The soundtrack matches the villain’s aesthetic and behavior, bringing groundbreaking artists such as The Stooges, The Clash and Blondie. The wardrobe takes cues from German singer Nina Hagen and the DIY punk philosophy.
Reusing items to make new clothing were Cruella’s best advice. She used to go to a vintage store (a glam rock’s heaven on earth) and even came up with a dress made of a garbage – an instant classic.
Black, white, grey and red are the main color palette here — a huge contrast to the young Estella. Her wardrobe is full of leather jackets with lots of pins, dramatic dresses, lace gloves and destroyed clothes.
The most notorious inspirations for the villain’s style were two rebellious designers: Vivienne Westwood, who helped shape the entire punk scene in the 1970s, and Alexander McQueen, known for his extravagance and outrageousness. Very Cruella of them.
The Baroness’ Style
For the 1970s, she was considered old-fashioned.

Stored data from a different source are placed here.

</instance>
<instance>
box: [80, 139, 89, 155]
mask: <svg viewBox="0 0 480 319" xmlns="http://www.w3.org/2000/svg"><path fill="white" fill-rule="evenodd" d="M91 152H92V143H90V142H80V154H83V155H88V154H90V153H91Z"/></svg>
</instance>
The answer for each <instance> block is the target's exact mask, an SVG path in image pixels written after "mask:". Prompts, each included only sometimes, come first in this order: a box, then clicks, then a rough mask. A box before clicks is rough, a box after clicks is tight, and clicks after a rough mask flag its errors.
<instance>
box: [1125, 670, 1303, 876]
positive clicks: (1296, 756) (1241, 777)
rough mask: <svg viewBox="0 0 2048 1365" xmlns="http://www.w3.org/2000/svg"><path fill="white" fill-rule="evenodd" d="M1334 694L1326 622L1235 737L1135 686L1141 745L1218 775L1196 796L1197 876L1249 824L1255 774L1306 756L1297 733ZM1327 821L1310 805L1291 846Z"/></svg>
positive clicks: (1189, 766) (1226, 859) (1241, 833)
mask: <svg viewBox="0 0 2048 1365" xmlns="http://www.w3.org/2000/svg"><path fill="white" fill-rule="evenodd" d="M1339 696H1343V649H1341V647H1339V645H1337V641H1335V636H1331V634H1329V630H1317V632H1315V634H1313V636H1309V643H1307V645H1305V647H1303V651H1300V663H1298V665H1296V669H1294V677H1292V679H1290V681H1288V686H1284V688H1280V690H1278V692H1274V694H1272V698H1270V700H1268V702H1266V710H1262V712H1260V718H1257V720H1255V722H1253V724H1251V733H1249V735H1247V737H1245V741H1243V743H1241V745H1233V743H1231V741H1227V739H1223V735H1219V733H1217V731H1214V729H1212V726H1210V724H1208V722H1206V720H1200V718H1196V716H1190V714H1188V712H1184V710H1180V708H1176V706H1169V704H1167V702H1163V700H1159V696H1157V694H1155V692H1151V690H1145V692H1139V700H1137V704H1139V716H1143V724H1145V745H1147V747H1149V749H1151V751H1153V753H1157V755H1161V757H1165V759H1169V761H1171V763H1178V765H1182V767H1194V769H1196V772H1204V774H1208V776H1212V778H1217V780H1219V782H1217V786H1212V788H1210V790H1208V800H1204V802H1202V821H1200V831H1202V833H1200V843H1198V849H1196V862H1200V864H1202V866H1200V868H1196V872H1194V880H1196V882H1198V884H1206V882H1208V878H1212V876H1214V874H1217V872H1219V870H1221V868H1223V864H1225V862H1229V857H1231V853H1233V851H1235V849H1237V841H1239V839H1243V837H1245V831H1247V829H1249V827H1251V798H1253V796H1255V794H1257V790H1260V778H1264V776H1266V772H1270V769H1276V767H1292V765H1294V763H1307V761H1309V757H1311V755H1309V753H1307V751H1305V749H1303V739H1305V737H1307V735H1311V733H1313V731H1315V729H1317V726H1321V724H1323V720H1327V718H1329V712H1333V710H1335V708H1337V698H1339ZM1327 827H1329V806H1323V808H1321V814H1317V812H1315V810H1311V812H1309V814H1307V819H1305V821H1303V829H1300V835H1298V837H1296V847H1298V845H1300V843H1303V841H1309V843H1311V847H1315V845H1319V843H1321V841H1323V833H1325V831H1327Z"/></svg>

The Baroness carries an Old Hollywood glamour, which explains her Joan Crawford and Elizabeth Taylor influences. Her wardrobe is full of warm browns and golds. Lots of turbans, taffetas, satins and sheen are also to be found.
1950s and 1960s haute couture designers, such as Cristóbal Balenciaga and Christian Dior, helped to create an asymmetric and outstanding look, although very snobbish – just like the Baroness.